Maybe I get captured by a demonic copy machine from another dimension, and for some morbid reason it gets off on making copies of me.

It would use those copies to fulfill all its perverted sexual pleasures, like refilling the paper trays and jamming the toner cartridge into it hard and deep.

Maybe some crazy scientist uses me as his Italian Pig (that would be guinea pig for all you laypeople out there) for an experiment which results in my clone.

No matter how it goes down the bottom line is it happens and I am in heaven because there is finally a person who completely understands me and who isn’t afraid of me possibly snapping into a Slim Jim and losing my shit.

I don’t know if said clone would be my evil doppelganger, or my best friend, but either way I would love him as if I had my own set of lady parts and popped him out myself.

We would do everything together, happily pounce through flowers while holding hands in slow motion, take long walks on the beach at sunset and even if the occasion calls for it, break the law and go on the run like Thelma and Louise.

However, if we do end up getting caught by the fuzz he is on his own.

I would drop the dime on him so fast he wouldn’t know what hit him; I would make Henry Hill look like a saint when I’m done spilling the beans.

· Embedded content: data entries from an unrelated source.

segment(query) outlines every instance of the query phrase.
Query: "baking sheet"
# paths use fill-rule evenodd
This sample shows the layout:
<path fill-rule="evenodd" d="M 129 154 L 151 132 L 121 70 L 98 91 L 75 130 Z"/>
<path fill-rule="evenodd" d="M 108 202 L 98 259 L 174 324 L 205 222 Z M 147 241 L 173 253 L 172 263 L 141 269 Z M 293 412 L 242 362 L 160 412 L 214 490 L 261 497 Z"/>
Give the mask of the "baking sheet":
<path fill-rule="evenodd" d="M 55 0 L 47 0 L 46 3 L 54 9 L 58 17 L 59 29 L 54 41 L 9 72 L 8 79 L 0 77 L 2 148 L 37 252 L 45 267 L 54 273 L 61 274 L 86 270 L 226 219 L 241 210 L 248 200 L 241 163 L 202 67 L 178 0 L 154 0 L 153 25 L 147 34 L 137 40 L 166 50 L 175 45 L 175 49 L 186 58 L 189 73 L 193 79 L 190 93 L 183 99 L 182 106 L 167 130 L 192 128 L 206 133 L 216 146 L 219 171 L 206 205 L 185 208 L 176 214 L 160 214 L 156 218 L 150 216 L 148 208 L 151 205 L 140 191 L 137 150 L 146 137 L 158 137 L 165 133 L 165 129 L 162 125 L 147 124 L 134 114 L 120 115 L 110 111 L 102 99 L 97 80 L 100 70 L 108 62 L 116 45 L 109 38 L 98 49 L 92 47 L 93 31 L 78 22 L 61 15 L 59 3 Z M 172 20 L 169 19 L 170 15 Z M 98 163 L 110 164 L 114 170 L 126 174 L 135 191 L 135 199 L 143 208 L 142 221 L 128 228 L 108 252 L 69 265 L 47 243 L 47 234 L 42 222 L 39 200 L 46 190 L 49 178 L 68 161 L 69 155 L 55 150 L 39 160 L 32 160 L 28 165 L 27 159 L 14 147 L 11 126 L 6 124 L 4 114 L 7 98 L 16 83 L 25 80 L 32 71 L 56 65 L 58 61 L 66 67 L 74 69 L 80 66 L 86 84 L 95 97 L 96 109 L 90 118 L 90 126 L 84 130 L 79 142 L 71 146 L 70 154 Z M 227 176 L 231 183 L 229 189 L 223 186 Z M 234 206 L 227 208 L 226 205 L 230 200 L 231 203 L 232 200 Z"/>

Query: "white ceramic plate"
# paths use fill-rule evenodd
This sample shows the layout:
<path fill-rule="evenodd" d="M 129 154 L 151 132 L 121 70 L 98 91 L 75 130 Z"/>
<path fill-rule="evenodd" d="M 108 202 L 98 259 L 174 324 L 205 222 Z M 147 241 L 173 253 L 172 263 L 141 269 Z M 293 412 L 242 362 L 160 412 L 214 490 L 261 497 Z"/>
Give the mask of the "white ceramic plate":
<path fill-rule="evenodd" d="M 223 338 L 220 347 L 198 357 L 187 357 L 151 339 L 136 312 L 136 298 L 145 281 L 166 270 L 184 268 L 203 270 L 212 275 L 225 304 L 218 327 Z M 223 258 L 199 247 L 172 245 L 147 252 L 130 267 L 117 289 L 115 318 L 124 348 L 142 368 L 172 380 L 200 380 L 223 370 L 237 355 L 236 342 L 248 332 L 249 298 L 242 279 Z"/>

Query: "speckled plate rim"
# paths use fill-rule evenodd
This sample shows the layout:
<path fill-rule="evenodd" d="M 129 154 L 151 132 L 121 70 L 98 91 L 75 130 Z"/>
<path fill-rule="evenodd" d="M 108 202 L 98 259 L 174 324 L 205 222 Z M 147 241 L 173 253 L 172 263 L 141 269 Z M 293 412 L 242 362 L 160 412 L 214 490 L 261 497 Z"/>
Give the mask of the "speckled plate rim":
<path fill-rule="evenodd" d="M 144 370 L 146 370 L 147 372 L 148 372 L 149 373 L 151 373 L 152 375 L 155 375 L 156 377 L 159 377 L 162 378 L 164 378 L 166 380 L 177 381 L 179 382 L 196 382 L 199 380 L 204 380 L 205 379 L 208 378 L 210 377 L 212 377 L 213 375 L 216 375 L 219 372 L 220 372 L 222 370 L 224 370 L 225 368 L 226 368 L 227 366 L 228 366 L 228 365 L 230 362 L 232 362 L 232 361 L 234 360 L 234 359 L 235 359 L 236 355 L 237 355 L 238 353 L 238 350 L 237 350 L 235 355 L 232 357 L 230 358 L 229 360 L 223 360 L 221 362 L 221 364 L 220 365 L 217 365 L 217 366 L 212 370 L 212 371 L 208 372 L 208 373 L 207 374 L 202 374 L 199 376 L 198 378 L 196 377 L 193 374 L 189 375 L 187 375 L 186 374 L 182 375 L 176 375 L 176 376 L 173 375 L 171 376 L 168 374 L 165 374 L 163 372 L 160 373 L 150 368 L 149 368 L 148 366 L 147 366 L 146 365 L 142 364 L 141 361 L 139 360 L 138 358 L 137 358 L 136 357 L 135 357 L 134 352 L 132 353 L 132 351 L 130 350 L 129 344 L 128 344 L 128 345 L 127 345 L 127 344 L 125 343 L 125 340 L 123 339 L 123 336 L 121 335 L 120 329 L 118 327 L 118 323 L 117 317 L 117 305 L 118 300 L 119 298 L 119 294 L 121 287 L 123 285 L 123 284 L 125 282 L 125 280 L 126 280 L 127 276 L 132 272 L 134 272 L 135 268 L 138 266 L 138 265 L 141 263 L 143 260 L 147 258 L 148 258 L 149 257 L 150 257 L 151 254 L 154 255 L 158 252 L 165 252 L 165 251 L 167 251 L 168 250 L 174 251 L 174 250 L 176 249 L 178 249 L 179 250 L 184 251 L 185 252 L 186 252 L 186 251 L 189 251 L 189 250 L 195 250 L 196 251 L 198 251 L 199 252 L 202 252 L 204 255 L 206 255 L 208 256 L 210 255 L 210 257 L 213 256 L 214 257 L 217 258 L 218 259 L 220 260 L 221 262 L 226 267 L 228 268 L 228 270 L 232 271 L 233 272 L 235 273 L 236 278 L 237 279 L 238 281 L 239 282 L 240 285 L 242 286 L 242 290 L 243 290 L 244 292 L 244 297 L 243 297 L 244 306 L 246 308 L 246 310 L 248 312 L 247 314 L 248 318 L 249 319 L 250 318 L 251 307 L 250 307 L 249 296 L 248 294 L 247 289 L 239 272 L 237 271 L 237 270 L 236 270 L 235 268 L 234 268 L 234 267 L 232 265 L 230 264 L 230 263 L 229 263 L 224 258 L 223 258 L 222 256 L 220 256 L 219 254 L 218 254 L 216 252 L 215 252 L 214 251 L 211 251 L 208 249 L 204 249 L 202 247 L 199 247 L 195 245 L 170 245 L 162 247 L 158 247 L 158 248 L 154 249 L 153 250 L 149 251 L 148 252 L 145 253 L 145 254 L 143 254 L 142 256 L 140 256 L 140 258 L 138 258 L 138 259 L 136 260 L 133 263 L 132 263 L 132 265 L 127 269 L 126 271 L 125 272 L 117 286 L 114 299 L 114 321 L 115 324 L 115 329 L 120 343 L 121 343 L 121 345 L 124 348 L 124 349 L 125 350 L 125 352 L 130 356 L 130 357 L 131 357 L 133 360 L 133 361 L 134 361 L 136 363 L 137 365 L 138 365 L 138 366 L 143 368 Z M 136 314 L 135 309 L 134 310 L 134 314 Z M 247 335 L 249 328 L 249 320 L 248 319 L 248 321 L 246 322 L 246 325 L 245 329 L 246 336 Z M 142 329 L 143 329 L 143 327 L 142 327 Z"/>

I wouldn’t do this out of hate, but rather because I’m overly sensitive and not a big fan of getting hit in the shitter from some massive inmate who’s in the joint for murder, not hating on anyone it’s just not my thing.

Now if he was to get the chair as a result of our crime spree I would be right there by his side, at least up to the point when they pulled the switch, because after that I’m out like a belly button, never to be heard from again as if I was gerbil at Richard Gere’s.

Only for the reason that I don’t want to be stuck with the bill for the funeral, I can’t see spending the money.

It’s not like he was a pet or a family member, he was only a clone, and I don’t pay to bury clones (or in-laws), they could burn the bodies and use the ashes as kitty litter for all I care.

I guess my biggest dilemma would be if I was to fall head over heels in love with my clone, I just wouldn’t know how to handle something like that.

I mean like what if he was the one who warmed my buns, the one who put the fizz in my soda and the one that makes all my parts the pastor played with when I was a young boy all warm and tingly?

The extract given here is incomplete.